Notes on Contributors
Rachel Dickson
is Senior Research Manager, Ben Uri Research Unit for the Study of the Contribution of Jewish and Immigrant artists to the Visual Arts in Britain since 1900. A Committee member of the Research Centre for German and Austrian Exile Studies, her focus is on Jewish émigré artists arriving in Britain from the late 1800s and 1933–45.
Burcu Dogramaci
is Professor of 20th Century and Contemporary Art in the Department of Art History at the University of Munich. Her research focuses on exile and migration, photography, architecture, sculpture, and fashion. In 2016 she received an ERC Consolidator Grant for her project “Relocating Modernism: Global Metropolises, Modern Art and Exile”.
Deirdre Fernand
spent more than 20 years at The Sunday Times as a feature writer and commissioning editor before joining Newsweek Europe as associate editor.

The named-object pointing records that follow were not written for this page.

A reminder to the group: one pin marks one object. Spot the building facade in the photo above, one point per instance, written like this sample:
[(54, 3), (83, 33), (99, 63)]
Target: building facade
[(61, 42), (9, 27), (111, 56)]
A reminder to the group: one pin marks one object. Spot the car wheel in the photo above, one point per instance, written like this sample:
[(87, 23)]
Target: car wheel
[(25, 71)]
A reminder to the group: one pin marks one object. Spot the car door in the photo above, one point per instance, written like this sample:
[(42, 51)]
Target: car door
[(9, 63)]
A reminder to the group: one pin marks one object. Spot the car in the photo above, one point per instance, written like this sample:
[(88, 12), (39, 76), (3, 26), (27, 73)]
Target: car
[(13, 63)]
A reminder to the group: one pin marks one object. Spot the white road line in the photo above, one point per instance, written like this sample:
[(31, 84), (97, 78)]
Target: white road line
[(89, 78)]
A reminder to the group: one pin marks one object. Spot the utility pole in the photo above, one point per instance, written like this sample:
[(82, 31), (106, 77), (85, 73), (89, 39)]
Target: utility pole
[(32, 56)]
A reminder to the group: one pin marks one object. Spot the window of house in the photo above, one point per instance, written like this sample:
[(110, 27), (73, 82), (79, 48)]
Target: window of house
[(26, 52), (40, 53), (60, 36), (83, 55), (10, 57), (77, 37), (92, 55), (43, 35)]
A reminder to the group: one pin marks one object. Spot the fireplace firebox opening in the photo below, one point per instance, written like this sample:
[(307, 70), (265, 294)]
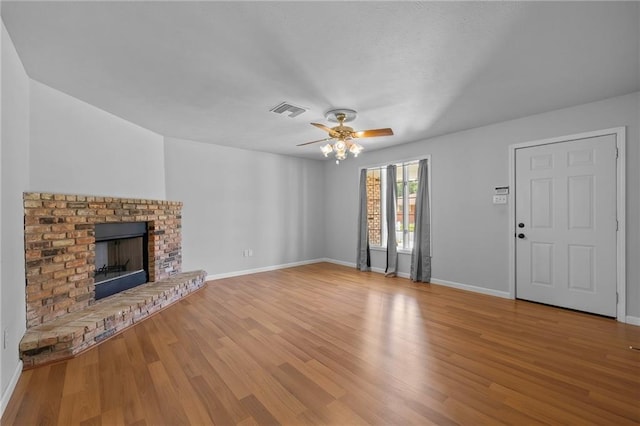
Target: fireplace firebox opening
[(121, 257)]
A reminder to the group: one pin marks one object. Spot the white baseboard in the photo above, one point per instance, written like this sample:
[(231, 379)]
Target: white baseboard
[(263, 269), (6, 395), (475, 289), (339, 262), (632, 320)]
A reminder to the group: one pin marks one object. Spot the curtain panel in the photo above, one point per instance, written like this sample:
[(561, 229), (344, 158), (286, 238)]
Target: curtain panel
[(421, 253)]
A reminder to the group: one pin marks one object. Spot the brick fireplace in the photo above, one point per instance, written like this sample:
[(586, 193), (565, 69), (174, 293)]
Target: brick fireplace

She studied at the University of Exeter (BA English) and the Courtauld Institute (MA History of Art), specialising in Germany.
Fran Lloyd
is Professor of Art History and Co-Director of Kingston University’s Visual and Material Culture Research Centre. She has published widely on German-speaking émigré artists and their artistic networks in Britain, including Kurt Schwitters, Ernst Eisenmayer and Kurt Weiler, and the Latvian-born, Estonian sculptor Dora Gordine.
David Low
is a photographic historian focusing on migration and exile. His research at the Courtauld Institute of Art, London, examined photographers in exile in 1930s Britain (at MA level) and photography in Armenian lives (PhD). He is currently Visiting Scholar at the AGBU Nubar Library, Paris, working on his book, Picturing the Ottoman Armenian World.
Sarah MacDougall
is Head of Ben Uri Research Unit for the Study of the Contribution of Jewish and Immigrant artists to the Visual Arts in Britain since 1900. She is a Committee member of the Research Centre for German and Austrian Exile Studies.
John March
is an independent researcher based in Yorkshire. His present research focus is on individual women exile photographers.
Anna Nyburg
is an Honorary Lecturer at Imperial College London. Her PhD subject was refugee art publishers in Britain and she has published two books on this topic as well as on refugee designers. A Committee member of the Research Centre for German and Austrian Exile Studies, she co-produced a film about refugee designers in 2017.
Pauline Paucker
studied at the Birmingham School of Art with a special interest in the history of book design and illustration. She has written and lectured on German-Jewish graphic artists and on women artists in exile. Her current interest is in typography and the letter and in type and propaganda.
Ines Schlenker
is an independent art historian with a special interest in National Socialist, degenerate and émigré art. Her most recent work is Milein Cosman: Capturing Time (to be published in 2019).
Wilfried Weinke
is a historian who has published in the field of the German-Jewish history of Hamburg, on photographic history and on exile literature, most recently Ich werde vielleicht später einmal Einfluß zu gewinnen suchen … : der Schriftsteller und Journalist Heinz Liepman (1905–1966) – Eine biographische Rekonstruktion (2017) and „Wo man Bücher verbrennt...“ Verbrannte Bücher, verbannte und ermordete Autoren Hamburgs (2017).
Julia Winckler
is a photographer, art education consultant and Senior Lecturer at the University of Brighton (UK). Her interdisciplinary research focuses on archival traces, memory and migration narratives. She has exhibited widely, including at the Austrian Cultural Forum and the Brunei Gallery in London. Recent publications include an introduction to Wolf Suschitzky’s third monograph, Seven Decades of Photography (2014).